De Pôle Emploi à France Travail

Du fait de la création de «  France Travail  » et de l’intensification de réforme de l’allocation chômage, Pôle emploi devrait connaître dans les années à venir un bouleversement sans précédent. La réforme de l’allocation chômage voulue par E. Macron est déjà en vigueur depuis 2021 et elle est reconnue pour être la plus importante réforme menée depuis la création du système tant elle consiste en un changement profond de paradigme. Bien avant sa mise en application, de nombreux groupements professionnels, syndicats, associations de chômeurs mais aussi agent·es de Pôle Emploi mettaient pourtant en garde le gouvernement contre les effets dramatiques de la réforme, comme le montre par exemple le film «  Retour à l’union  » (**) (2021) réalisé par Télé Millevaches au Théâtre de l’Union de Limoges, devenu, pendant quelques semaines au cœur de la pandémie, un lieu de rencontre entre intermittent·es et syndicalistes, entre sans papiers et étudiant·es comédien·nes, entre public et militant·es. Délétère pour les demandeur·ses d’emploi, la réforme va également compliquer le travail des agent·es de Pôle Emploi qui craignent que l’accompagnement qu’ils et elles sont censé·es apporter ne devienne mission impossible, le temps de traitement des dossiers s’allongeant d’autant, la liste des pièces justificatives demandées et leur mode de transmission encore davantage transformés en casse-tête… Déjà que la fiction d’un «  Moi Daniel Blake  » (2016) se confondait dangereusement avec la réalité documentaire de «  Pôle Emploi, ne quittez pas  !  » (2013), le pire serait-il encore à venir  ?

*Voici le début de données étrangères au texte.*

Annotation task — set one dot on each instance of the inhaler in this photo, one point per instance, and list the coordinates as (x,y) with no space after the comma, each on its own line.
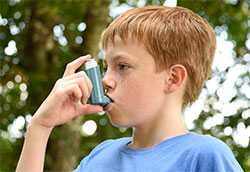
(97,96)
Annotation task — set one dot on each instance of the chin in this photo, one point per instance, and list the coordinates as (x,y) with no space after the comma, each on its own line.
(117,121)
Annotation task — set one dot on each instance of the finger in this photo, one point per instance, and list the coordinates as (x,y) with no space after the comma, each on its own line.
(74,65)
(74,76)
(74,91)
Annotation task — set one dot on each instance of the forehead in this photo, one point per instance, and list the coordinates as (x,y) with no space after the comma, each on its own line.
(130,50)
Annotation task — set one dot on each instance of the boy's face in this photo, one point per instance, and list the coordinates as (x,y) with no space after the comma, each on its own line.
(137,91)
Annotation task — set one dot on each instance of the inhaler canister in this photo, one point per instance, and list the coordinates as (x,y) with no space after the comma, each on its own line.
(97,96)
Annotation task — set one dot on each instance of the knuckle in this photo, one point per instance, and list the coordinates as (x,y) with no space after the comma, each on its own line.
(69,65)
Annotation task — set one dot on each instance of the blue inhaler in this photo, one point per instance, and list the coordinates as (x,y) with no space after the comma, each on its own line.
(97,96)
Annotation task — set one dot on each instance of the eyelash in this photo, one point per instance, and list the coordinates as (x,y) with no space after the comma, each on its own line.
(121,67)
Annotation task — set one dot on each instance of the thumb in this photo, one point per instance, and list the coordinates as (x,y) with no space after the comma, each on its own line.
(88,108)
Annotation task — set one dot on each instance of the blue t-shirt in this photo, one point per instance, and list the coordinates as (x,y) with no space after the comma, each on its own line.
(190,152)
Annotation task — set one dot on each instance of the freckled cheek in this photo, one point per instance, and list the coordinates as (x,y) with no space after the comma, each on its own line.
(137,96)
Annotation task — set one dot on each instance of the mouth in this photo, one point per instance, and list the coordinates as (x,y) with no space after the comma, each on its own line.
(108,106)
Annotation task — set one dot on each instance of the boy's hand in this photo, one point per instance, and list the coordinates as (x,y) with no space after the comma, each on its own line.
(68,98)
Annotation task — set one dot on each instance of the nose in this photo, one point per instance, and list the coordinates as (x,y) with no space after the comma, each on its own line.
(108,83)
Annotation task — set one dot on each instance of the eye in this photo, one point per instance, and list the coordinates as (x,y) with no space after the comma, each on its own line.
(122,67)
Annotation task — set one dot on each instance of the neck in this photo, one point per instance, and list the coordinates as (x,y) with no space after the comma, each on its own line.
(155,131)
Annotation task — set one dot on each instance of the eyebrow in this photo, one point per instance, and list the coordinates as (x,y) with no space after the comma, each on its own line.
(116,58)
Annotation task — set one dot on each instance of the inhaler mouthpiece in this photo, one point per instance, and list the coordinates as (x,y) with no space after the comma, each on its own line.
(97,96)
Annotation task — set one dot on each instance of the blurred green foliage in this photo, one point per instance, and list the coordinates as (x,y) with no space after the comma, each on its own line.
(48,35)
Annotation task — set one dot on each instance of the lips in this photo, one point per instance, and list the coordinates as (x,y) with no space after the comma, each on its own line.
(107,107)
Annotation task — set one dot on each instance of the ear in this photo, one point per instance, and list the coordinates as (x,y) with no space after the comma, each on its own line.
(176,78)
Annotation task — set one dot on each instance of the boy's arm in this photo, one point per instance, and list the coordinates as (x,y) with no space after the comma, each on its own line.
(33,153)
(66,101)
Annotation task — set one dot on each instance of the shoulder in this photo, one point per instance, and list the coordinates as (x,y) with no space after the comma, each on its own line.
(210,153)
(209,144)
(109,144)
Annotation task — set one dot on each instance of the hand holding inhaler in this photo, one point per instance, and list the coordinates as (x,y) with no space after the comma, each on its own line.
(69,95)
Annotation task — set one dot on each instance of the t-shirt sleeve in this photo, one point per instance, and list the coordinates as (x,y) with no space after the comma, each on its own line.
(215,156)
(84,161)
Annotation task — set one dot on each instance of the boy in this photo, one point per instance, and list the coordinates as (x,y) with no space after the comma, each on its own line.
(158,59)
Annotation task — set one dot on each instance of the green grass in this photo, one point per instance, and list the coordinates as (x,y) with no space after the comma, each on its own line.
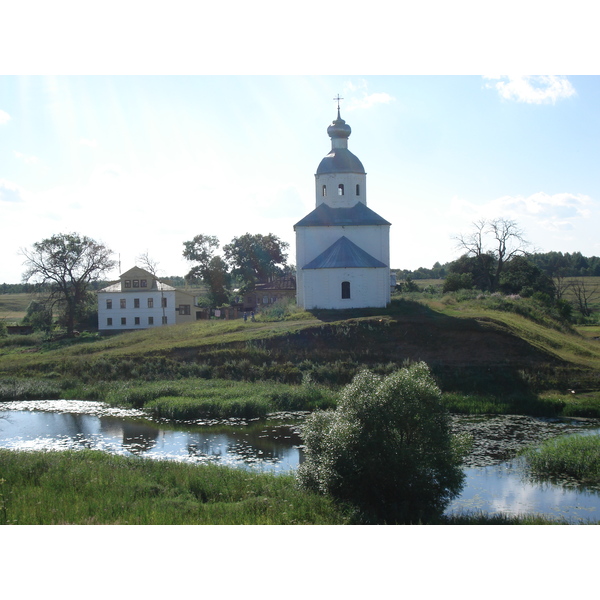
(14,306)
(492,347)
(574,457)
(87,487)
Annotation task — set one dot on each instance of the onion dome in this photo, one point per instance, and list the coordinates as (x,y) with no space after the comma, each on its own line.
(340,159)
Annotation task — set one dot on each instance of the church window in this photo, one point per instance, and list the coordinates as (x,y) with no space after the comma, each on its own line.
(345,290)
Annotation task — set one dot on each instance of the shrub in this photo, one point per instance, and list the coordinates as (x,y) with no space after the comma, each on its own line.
(387,448)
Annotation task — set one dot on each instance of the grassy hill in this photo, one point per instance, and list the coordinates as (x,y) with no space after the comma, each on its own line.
(470,345)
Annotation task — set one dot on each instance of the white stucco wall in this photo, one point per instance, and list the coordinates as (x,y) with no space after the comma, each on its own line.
(312,241)
(116,313)
(322,288)
(349,180)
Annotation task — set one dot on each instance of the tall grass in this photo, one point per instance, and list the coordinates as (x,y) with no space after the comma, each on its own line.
(576,457)
(88,487)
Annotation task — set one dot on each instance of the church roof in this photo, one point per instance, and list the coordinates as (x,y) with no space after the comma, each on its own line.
(344,254)
(340,160)
(326,216)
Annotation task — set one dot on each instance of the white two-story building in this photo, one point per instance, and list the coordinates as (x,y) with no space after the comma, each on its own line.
(139,301)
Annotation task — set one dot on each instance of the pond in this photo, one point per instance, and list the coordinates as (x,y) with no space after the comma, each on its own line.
(272,445)
(496,482)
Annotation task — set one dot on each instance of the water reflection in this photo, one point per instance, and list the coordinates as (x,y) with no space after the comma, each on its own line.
(496,482)
(269,446)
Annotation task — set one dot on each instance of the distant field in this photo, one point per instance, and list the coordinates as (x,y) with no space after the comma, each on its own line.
(14,306)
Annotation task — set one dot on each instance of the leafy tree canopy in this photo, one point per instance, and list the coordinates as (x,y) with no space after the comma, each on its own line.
(387,448)
(66,265)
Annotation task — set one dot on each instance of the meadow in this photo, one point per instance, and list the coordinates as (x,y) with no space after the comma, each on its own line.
(489,354)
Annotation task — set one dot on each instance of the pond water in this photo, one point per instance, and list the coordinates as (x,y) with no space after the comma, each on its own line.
(496,482)
(272,445)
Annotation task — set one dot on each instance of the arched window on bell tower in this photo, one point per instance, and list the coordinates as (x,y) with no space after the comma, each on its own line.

Car si l’on aimerait que les conseiller·ères de Pôle-emploi soient toutes et tous aussi disponibles, étonnamment attentionné·es et motivé·es que ceux que l’on suit dans «  Pôle Emploi, être ou savoir-être  » (**) (2020), qui s’attachent avec dévotion au sort des plus démuni·es face aux nouvelles tendances du recrutement, force est de constater qu’aujourd’hui plus encore qu’hier, les agences sont plutôt majoritairement soumises aux mêmes rythmes effrénés et autres contraintes ubuesques que celle au sein de laquelle Nora Philippe posait sa caméra, il y a dix ans déjà. Adoptant un ton doux-amer, se réfugiant souvent dans un second degré salvateur, le film «  Pôle Emploi, ne quittez pas  !  » passe des rapports parfois tendus que les agent·es entretiennent avec les demandeur·ses d’emploi à leur confrontation avec le fonctionnement absurde de l’agence elle-même, subissant tour à tour son illogisme et la pression de la crise politique et économique en cours, quand ils et elles ne craquent pas sous la dictature du chiffre et face à leur impossibilité de traiter correctement tous les dossiers.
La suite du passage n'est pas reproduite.